Friday, September 24, 2004

Searching for Math Equations and Symbols on the Web: Part 2

Ok, so I talked about searching for math represented on the web using entity and code values (those starting with an & and ending with an ;). What about pages like this one, just mentioned in the new edition of The NSDL Scout Report for Math, Engineering, and Technology v3 n20 (September 24, 2004)? If you "view source", you'll see that they use .gif files for the math. This particular page uses the word curl several times, but there's no alt for the image, so there's less information for an image search engine to use. Don't even try to search for curl, but if you try grad OR gradient in Google images, on the second page of the results, you'll get someone's handwritten notes. The collection of images in Yahoo seems much smaller - you do get handwritten notes if you enter curl math. If you call the symbol I've been calling grad by it's more generic name "del", you'll actually get a couple of equations, interestingly enough. Google yields a few results with del math. See one interesting one: . AltaVista is apparently still using it's own technology and collection, but the results are not much better.
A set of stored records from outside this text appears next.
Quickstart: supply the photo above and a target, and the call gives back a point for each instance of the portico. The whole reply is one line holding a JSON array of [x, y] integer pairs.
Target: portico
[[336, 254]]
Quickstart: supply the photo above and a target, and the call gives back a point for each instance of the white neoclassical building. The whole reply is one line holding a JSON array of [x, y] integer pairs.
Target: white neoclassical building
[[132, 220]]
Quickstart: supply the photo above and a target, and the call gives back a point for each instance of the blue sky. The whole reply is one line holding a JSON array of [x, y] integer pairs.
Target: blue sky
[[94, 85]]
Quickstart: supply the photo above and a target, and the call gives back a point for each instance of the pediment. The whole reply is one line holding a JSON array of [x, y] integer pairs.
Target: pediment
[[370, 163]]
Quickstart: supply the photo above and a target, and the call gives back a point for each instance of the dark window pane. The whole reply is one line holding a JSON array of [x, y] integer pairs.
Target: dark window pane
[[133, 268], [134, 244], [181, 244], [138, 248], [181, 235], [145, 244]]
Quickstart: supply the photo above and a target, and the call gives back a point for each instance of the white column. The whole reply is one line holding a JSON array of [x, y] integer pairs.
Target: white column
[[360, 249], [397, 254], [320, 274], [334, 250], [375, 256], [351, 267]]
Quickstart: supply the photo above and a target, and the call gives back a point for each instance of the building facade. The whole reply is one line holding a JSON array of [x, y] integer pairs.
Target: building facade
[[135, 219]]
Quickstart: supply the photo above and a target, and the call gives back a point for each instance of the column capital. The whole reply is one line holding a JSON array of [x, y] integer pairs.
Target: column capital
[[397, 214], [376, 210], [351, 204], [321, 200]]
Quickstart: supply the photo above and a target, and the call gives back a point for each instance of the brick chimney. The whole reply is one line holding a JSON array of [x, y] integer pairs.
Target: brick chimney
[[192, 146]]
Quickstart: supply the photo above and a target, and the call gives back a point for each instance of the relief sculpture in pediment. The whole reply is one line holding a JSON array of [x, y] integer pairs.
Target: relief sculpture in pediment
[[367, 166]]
So, what about the new(er) image searches that analyze the picture itself instead of just the context and alt text? Those that do feature extraction? Can they pick out an integral? or a gradient? The one at Columbia I knew about a while ago is apparently down (websEEk). The one at Penn State by Wang and Li runs only on a practice set of images - and they're from a cd of clip art. (Actually I'm having a hard time finding any of these so I just posted a request to a list for help.) (found via SearchEngineWatch, I don't know if it's content based)
This one does better. If you cut and paste the ∂ or the ∇, it actually comes up with mathematical equations. Now, what if we try ∂x/∂t ? Nothing, but ∂x does yield ∂x . It's a start but I 'm not going to try to narrow the results!

I'll add to this (hopefully) when I find some other engines.